Add equal volume (of total volume) of phenol / chloroform (pH 8.0) to each original tube.
Gently shake a few times and then centrifuge at 14,000g for 1 minute.
Remove supernatant to fresh tube.
Add equal volume of chloroform / isoamyl alcohol (24:1) to each tube.
Gently shake a few times and centrifuge.
Remove supernatant to fresh tube, carefully avoiding the bottom organic layer.
Ethanol precipitation
Ethanol precipitation
Redistribute aqueous phase among tubes:
RNA: 250 μL in each tube
DNA: 400 μL in each tube
Add salt solutions:
RNA: 0.5x volumes of ammonium acetate (7.5 M) (ex: 125 μL to 250 μL)
DNA: 0.1 volumes of sodium acetate (3M, pH 5.2). (ex: 40 μL to 400 μL)
Add ethanol:
RNA: 2.5x volumes of 100% ethanol (ex: 937.5 μL to 375 μL)
DNA: 2.0 volumes of 100% ethanol (ex: add 880 μL to 440 μL.)
Invert a few times to mix.
Incubate at 20ºC for at least 1 hr. or overnight. Incubation on ice might work just as well and yield a cleaner pellet.
Centrifuge for 40 minutes at 16,000g. (Optional: used cooled centrifuge at 0ºC)
Pour out supernatant. Do not completely invert tube; keep at a gentle angle to minimize the chance of the pellet falling out.
Add 500 μL of cold 70% ethanol to each tube.
Invert the tube to mix. Make sure the pellet is dislodged from the bottom so that it is properly washed.
Centrifuge at 16,000g for 10 minutes.
Remove liquid again with pipettor. Be careful to avoid pellet.
Place tubes with open lids in the UV hood. Let sit until ethanol has evaporated, but pellets are still damp. If the pellets become powdery, they are too dry.
Resuspend nucleic acid pellets:
RNA: 50-100 μL of UltraPure water, pipette to mix. If pellets don’t readily dissolve, incubate at 55ºC for 30-60 seconds, but avoid heating for too long as RNA may degrade.
DNA: 50-100 μL of low EDTA TE. Heat to 55ºC for 10 or more minutes to dissolve pellet.
Note
Recipe for low EDTA TE: 10 mM TrisHCl 0.1 mM EDTA For 50 ml: 500 μl 1 M TrisHCl (pH 8.0) autoclaved 10 μl 0.5 M EDTA (pH 8.0) autoclaved → to 50 ml with milliQ H2O → filter sterilize with 0.22 μm syringe filter TE is good for DNA storage, but EDTA inhibits PCR. So this low EDTA TE buffer is a good compromise for storing DNA for later PCR amplification. You can also just use EB (10 mM TrisHCl, pH 8 or 8.5).

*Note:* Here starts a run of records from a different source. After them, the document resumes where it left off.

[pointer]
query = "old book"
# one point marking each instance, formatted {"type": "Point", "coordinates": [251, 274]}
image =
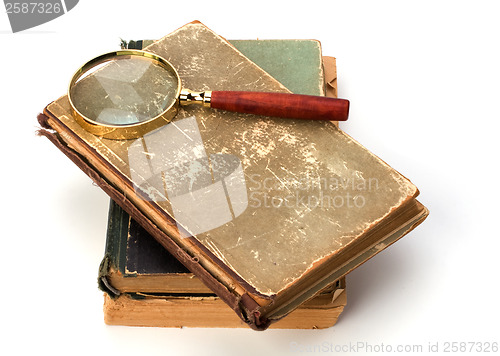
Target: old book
{"type": "Point", "coordinates": [209, 311]}
{"type": "Point", "coordinates": [134, 261]}
{"type": "Point", "coordinates": [146, 286]}
{"type": "Point", "coordinates": [301, 184]}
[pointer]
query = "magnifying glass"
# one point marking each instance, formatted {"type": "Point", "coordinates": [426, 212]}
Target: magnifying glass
{"type": "Point", "coordinates": [125, 94]}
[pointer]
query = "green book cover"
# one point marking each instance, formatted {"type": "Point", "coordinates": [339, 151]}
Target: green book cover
{"type": "Point", "coordinates": [131, 254]}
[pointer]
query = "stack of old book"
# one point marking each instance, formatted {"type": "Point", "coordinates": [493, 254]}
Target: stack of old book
{"type": "Point", "coordinates": [305, 203]}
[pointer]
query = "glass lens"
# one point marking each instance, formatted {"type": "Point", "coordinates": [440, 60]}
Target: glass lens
{"type": "Point", "coordinates": [125, 90]}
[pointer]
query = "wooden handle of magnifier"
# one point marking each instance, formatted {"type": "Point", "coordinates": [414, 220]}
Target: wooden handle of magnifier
{"type": "Point", "coordinates": [281, 105]}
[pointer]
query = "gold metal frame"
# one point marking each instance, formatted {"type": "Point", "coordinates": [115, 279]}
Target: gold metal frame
{"type": "Point", "coordinates": [131, 130]}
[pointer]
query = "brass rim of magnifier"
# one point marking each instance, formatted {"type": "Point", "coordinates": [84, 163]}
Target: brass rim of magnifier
{"type": "Point", "coordinates": [131, 130]}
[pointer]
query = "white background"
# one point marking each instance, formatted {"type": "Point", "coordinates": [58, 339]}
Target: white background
{"type": "Point", "coordinates": [423, 80]}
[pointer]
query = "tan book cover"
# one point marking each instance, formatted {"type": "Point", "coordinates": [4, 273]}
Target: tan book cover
{"type": "Point", "coordinates": [295, 204]}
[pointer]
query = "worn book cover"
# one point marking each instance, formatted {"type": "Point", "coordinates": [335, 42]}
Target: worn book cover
{"type": "Point", "coordinates": [266, 211]}
{"type": "Point", "coordinates": [134, 261]}
{"type": "Point", "coordinates": [320, 312]}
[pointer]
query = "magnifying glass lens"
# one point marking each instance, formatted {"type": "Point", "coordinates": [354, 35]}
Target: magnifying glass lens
{"type": "Point", "coordinates": [124, 90]}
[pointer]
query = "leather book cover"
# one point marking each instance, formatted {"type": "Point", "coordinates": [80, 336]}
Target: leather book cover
{"type": "Point", "coordinates": [258, 184]}
{"type": "Point", "coordinates": [134, 261]}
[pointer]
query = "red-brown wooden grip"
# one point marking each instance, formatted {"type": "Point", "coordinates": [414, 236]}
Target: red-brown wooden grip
{"type": "Point", "coordinates": [294, 106]}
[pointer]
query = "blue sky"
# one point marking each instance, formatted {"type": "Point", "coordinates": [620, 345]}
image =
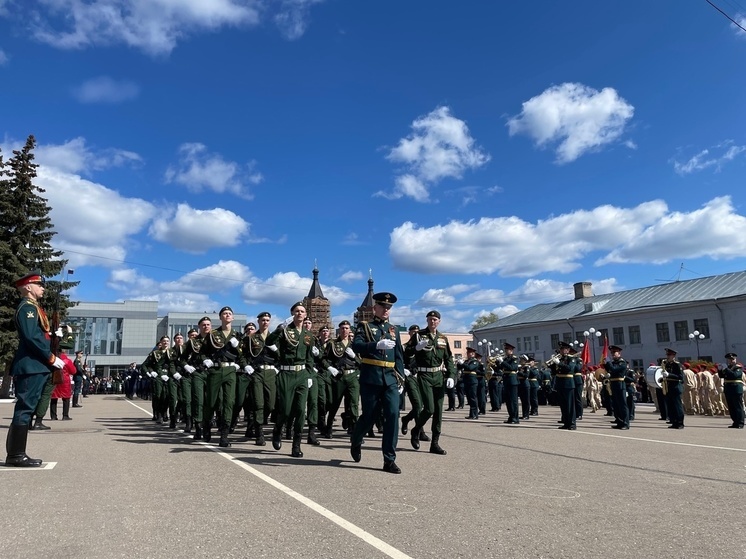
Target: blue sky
{"type": "Point", "coordinates": [476, 156]}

Convert RNA to cDNA immediately and store remaining RNA in -80ºC freezer. Once converted to cDNA, a working aliquot can be stored at 4ºC for short term purposes, or -20ºC or -80ºC for long term storage. Avoid repeated freezing and thawing of RNA and cDNA.

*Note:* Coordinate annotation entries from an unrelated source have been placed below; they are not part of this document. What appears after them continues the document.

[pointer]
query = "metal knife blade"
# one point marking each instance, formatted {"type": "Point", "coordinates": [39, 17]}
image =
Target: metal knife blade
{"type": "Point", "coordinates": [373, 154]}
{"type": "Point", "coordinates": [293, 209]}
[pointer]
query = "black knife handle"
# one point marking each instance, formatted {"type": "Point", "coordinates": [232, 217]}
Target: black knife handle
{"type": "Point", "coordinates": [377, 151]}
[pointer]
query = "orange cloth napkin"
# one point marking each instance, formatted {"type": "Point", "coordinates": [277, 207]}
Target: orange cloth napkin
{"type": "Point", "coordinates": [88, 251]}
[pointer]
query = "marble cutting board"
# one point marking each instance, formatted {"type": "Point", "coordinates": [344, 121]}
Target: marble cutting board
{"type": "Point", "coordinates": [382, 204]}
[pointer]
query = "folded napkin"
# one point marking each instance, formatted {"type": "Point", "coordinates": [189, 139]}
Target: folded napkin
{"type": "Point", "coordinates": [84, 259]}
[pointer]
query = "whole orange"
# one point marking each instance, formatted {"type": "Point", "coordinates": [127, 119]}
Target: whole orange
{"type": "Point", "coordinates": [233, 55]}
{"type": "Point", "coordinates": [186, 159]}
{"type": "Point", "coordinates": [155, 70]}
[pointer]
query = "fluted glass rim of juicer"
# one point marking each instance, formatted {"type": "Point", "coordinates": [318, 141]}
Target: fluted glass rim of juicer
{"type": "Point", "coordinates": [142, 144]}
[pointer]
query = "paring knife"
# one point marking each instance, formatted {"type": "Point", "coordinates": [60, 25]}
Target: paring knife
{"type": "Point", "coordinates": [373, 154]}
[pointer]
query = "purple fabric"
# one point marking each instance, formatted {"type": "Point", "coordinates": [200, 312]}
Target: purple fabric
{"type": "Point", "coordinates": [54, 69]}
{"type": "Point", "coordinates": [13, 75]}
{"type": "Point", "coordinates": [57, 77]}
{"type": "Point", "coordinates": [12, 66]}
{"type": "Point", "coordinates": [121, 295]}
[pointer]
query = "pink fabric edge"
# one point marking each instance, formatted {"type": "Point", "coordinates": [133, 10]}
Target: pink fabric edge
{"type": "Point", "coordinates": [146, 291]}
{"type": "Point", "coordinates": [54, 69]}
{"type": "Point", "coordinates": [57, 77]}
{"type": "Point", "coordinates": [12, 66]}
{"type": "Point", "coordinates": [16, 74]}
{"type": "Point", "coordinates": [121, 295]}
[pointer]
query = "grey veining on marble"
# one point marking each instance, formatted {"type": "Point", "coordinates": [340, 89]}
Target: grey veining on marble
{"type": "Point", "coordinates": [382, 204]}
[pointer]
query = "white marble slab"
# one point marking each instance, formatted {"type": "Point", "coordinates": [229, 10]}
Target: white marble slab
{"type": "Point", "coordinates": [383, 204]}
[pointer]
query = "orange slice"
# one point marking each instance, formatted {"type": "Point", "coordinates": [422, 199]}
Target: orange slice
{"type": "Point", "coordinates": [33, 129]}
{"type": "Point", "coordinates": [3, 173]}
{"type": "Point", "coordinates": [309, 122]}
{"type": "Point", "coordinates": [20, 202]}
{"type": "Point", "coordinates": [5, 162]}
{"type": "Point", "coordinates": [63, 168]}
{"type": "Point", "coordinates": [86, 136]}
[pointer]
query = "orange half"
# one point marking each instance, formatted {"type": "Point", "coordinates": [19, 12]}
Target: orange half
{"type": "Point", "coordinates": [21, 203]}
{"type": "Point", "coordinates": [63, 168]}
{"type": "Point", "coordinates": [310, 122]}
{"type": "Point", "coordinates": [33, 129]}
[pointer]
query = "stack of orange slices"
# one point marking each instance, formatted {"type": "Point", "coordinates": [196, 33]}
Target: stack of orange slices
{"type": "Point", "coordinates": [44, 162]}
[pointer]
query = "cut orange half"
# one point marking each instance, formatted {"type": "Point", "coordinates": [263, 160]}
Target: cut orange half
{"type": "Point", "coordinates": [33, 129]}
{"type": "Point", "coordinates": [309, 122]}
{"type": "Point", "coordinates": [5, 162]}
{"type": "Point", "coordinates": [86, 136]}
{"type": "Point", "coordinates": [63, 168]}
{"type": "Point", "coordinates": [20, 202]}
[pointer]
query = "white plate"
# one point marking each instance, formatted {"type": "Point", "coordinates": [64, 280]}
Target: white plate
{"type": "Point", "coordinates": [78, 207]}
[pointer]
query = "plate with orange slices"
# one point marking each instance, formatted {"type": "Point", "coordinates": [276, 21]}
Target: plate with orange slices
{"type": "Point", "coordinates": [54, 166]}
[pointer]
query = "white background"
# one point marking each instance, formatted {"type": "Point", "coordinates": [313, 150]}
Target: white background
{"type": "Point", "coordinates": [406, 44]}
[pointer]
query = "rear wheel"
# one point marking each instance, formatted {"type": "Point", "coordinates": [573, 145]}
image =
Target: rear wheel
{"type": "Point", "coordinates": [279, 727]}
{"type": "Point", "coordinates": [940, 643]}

If RNA does not need to be converted to cDNA in the lab and is being prepped to be sent for RNA sequencing, quantify RNA and DNA present in RNA extract, and immediately continue on to concentrating/cleaning bead step. Avoid freeze/thaw cycles as RNA is highly unstable and will easily degrade.
DNA working aliquots can be stored at 4ºC. For long-term storage, place at -20 or -80ºC, but avoid repeated freezing and thawing of the DNA. One strategy is to keep half at 4ºC for the working sample and store the other half at -80ºC as the archive sample.